Files
Redflag/docs/historical/ISSUE_003_SCAN_TRIGGER_FIX.md

14 KiB

ISSUE #3: Scan Trigger Flow - Proper Implementation Plan

Date: 2025-12-18 (Planning for tomorrow)
Status: Planning Phase (Ready for implementation tomorrow)
Severity: High (Scan buttons currently error)
New Scope: Beyond Issues #1 and #2 (completed)


Issue Summary

Individual "Scan" buttons for each subsystem (docker, storage, system, updates) all return error:

"Failed to trigger scan: Failed to create command"

Why: Command acknowledgment and history logging flows are not properly integrated for subsystem-specific scans.

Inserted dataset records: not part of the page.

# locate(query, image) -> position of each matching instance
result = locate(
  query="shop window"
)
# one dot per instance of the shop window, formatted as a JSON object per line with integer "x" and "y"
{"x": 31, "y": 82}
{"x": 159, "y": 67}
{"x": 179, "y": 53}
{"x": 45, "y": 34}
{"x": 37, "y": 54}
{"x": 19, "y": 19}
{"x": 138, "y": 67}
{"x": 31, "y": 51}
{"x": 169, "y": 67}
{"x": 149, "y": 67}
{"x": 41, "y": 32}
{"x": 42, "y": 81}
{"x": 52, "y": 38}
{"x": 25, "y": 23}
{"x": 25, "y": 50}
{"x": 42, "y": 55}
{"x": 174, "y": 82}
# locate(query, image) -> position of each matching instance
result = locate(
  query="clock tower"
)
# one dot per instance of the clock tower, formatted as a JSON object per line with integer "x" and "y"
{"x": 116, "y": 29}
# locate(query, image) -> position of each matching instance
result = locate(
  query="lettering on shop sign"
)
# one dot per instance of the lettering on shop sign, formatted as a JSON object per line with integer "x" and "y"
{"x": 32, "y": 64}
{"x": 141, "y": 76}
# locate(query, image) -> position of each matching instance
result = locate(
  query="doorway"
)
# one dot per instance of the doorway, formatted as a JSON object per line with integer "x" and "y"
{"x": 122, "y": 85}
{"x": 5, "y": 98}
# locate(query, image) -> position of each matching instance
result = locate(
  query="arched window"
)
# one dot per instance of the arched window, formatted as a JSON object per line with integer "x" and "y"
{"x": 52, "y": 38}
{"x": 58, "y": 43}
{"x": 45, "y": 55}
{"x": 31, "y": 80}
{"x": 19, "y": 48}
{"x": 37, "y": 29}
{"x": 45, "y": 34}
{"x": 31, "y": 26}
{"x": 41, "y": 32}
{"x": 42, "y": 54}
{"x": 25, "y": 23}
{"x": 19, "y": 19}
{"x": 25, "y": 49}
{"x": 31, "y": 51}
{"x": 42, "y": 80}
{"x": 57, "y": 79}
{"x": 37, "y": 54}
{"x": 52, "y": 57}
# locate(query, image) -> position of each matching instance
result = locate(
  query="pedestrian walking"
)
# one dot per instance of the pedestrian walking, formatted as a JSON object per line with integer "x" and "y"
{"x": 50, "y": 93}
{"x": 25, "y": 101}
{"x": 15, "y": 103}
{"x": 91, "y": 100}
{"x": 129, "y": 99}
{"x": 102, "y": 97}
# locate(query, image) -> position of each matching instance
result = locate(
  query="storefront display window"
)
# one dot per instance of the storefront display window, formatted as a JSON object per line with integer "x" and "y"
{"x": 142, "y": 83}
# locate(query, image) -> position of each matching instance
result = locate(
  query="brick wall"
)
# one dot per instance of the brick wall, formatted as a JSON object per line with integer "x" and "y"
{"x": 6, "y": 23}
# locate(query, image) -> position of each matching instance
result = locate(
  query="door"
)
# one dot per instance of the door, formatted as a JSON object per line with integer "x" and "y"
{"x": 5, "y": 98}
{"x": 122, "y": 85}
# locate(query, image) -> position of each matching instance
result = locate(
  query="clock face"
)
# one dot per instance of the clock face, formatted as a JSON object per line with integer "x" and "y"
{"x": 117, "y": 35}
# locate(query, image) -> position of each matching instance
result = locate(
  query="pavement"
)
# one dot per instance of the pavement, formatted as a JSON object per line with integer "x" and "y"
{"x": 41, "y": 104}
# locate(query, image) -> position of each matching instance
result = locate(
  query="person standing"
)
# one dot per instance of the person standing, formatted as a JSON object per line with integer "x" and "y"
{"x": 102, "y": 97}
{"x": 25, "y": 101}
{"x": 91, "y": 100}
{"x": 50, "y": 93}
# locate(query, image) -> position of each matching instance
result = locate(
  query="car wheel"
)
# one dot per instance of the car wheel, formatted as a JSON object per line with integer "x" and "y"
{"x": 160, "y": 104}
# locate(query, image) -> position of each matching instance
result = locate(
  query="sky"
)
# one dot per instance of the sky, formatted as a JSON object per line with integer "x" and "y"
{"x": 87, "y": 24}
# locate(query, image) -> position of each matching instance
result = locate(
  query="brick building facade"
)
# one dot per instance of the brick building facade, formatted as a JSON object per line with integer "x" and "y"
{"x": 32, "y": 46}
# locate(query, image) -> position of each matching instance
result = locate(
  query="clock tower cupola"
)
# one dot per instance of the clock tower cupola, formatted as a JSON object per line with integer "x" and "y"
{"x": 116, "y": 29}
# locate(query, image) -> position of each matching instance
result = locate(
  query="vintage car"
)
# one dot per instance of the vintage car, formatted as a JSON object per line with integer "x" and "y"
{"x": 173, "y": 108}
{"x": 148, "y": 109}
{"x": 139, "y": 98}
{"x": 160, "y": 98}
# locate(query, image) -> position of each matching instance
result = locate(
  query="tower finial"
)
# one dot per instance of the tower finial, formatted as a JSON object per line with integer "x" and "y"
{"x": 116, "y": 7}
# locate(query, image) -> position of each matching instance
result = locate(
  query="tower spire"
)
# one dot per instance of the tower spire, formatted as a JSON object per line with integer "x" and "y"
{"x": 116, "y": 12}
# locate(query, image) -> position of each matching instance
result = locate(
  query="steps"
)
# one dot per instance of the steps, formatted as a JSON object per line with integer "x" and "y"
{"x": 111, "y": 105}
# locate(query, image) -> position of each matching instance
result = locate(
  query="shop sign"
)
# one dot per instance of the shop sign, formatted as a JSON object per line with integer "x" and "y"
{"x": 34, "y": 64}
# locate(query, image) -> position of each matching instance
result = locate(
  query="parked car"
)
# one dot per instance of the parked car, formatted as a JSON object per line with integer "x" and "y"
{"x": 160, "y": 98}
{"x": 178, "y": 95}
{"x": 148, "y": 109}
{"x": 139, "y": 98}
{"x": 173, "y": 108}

What Needs to Happen: Full ETHOS-compliant flow from UI click → API → Agent → Results → History


Current State Analysis

UI Layer (AgentHealth.tsx) WORKING

  • Per-subsystem scan buttons exist
  • handleTriggerScan(subsystem.subsystem) passes subsystem name
  • triggerScanMutation makes API call to: /api/v1/agents/:id/subsystems/:subsystem/trigger

Backend API (subsystems.go) MOSTLY WORKING

  • TriggerSubsystem handler receives subsystem parameter
  • Creates distinct command type: commandType := "scan_" + subsystem
  • Creates AgentCommand with unique command_type
  • FAILING: signAndCreateCommand call fails

Agent (main.go) MOSTLY WORKING

  • case "scan_updates": handles update scans
  • case "scan_storage": handles storage scans
  • ISSUE: Command acknowledgment flow needs review

History/Reconciliation NOT INTEGRATED

  • Missing: Subsystem context in history logging
  • Broken: Command acknowledgment for scan commands
  • Inconsistent: Some logs go to history, some don't

Proper Implementation Requirements (ETHOS)

Core Principles to Follow

  1. Errors are History, Not /dev/null MUST HAVE

    • Scan failures → history table with context
    • Button click errors → history table
    • Command creation errors → history table
    • Agent handler errors → history table
  2. Security is Non-Negotiable MUST HAVE

    • All scan triggers → authenticated endpoints (already done)
    • Command signing → Ed25519 nonces (already done)
    • Circuit breaker integration (already exists)
  3. Assume Failure; Build for Resilience MUST HAVE

    • Scan failures → retry logic (if appropriate)
    • Command creation failures → clear error context
    • Agent unreachable → proper error to UI
    • Partial failures → handled gracefully
  4. Idempotency MUST HAVE

    • Scan operations repeatable (safe to trigger multiple times)
    • No duplicate history entries for same scan
    • Results properly timestamped for tracking
  5. No Marketing Fluff MUST HAVE

    • Clear action names in history: "scan_docker", "scan_storage", "scan_system"
    • Subsystem icons in history display (not just text)
    • Accurate, honest logging throughout

Full Flow Design (From Click to History)

Phase 1: User Clicks Scan Button

UI Event: handleTriggerScan(subsystem.subsystem)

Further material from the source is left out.